British Neo-Nazi couple found guilty of terror group membership

British Neo-Nazi couple found guilty of terror group membership

A white supremacist British couple, who named their son after the leader of Nazi Germany, has been found guilty of being members of a UK banned far-right terrorist group.

AhlulBayt News Agency (ABNA): A white supremacist British couple, who named their son after the leader of Nazi Germany, has been found guilty of being members of a UK banned far-right terrorist group.

Adam Thomas, 22, and Claudia Patatas, 38, were found guilty on Monday of being members of the racist group National Action by Birmingham's Crown Court.

During the trial, the court was told that the couple had given their child the middle name “Adolf” in honor of the Nazi leader.

A third defendant, Daniel Bogunovic, 27, was also convicted of being a member of the neo-Nazi group. The warehouse worker was a leading figure in the organization’s Midlands chapter, an area in middle England.

Thomas, a twice-failed army applicant, was also convicted of having a terrorist manual, the Anarchist’s Cookbook, which contained instructions on making “viable” bombs and explosives.

Prosecutors said the case was about "a specific type of terror, born out of fanatical and tribal belief in white supremacy."

Asked by his barrister, Frida Hussain, whether he was a racist, Thomas replied: “Yes.” But he added: “It is something I do not tend to think about any more, something I want to put behind me.”

Thomas said, during his school years, he had come to the attention of the Prevent counter-radicalization program, which took him to see a female Holocaust survivor. Thomas said: “She told me she was evacuated from Germany to Britain and I couldn’t see that as being a Holocaust survivor, at the time.”

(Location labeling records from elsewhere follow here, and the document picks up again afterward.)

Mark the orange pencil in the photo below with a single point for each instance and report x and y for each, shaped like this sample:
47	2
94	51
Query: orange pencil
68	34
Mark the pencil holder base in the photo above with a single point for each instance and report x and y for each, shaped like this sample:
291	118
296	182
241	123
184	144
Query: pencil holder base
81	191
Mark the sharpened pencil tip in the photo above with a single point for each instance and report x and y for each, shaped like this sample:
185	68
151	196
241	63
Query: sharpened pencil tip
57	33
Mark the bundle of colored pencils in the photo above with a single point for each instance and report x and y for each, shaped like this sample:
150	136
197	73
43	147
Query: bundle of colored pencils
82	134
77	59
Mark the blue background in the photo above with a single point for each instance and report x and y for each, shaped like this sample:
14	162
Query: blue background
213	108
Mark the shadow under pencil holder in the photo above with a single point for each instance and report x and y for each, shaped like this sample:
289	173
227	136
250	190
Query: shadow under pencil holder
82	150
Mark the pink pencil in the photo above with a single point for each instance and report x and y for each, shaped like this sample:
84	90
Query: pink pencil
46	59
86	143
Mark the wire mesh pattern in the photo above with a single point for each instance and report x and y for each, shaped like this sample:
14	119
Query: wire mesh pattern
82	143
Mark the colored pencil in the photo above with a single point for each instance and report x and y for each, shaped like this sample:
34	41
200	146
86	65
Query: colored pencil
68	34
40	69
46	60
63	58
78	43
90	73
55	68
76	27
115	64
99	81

He said the photograph of him holding his child while wearing KKK robes was “just play”. He said: “They were not put up on some website or used to promote some agenda or ideology.”

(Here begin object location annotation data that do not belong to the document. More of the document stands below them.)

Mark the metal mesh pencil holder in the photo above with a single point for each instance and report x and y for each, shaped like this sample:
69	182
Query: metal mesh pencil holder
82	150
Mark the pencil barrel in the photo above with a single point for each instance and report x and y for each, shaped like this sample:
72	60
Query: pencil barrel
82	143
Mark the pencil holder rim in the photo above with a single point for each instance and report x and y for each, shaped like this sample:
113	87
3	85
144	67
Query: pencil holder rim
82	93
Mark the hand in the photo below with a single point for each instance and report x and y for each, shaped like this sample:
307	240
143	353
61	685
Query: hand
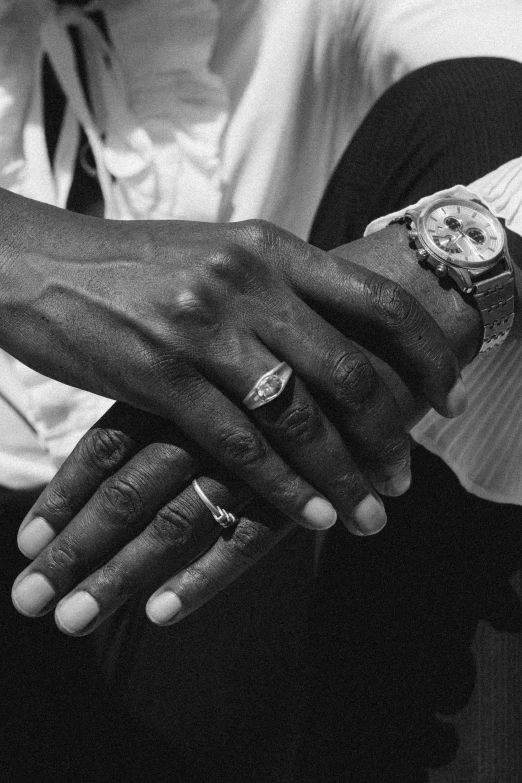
113	495
120	516
181	319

Thomas talked of chat groups where he had made anti-Semitic and racist remarks to other alleged National Action members: “That was entertaining to me at the time. It was funny at the time.”

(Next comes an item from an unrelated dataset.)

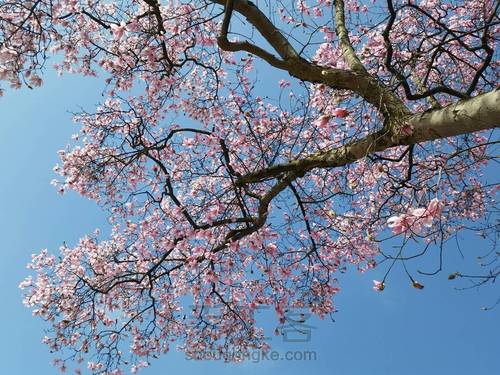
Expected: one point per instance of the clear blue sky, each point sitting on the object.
(401, 331)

Asked whether his parents had been “extremists or racists”, he said: “They were common racists.”

The Birmingham jury reached unanimous verdicts after it was also shown the evidence which also included photographs of Thomas dressed in Ku Klux Klan (KKK) robes while cradling his baby. The KKK is an alt-right white supremacist group from the US.

Thomas, who was twice turned down by the army because of an Asperger’s diagnosis, said his beliefs in white nationalism began at an early age and his racist views led to his expulsion from mainstream school aged 14.

Thomas said his paternal grandfather, from Derry in Northern Ireland, had “a positive view of Hitler and the Nazis” and used to deliver a “Hitler salute” when Thomas visited as a boy. He said his great-grandfather was a supporter of the British Union of Fascists.

The Neo-Nazi terrorist group National Action, founded in 2013, was outlawed under anti-terror legislation three years later after it celebrated the murder of Labour MP Jo Cox.

The anti-Semitic and white supremacist group had celebrated the murder of Labour MP Jo Cox in June 2016 by Thomas Mair.

The group describes itself as a "National Socialist youth organization". However, then-Home Secretary Amber Rudd described it as “racist, anti-Semitic and homophobic.”

“It has absolutely no place in a Britain that works for everyone,” she added.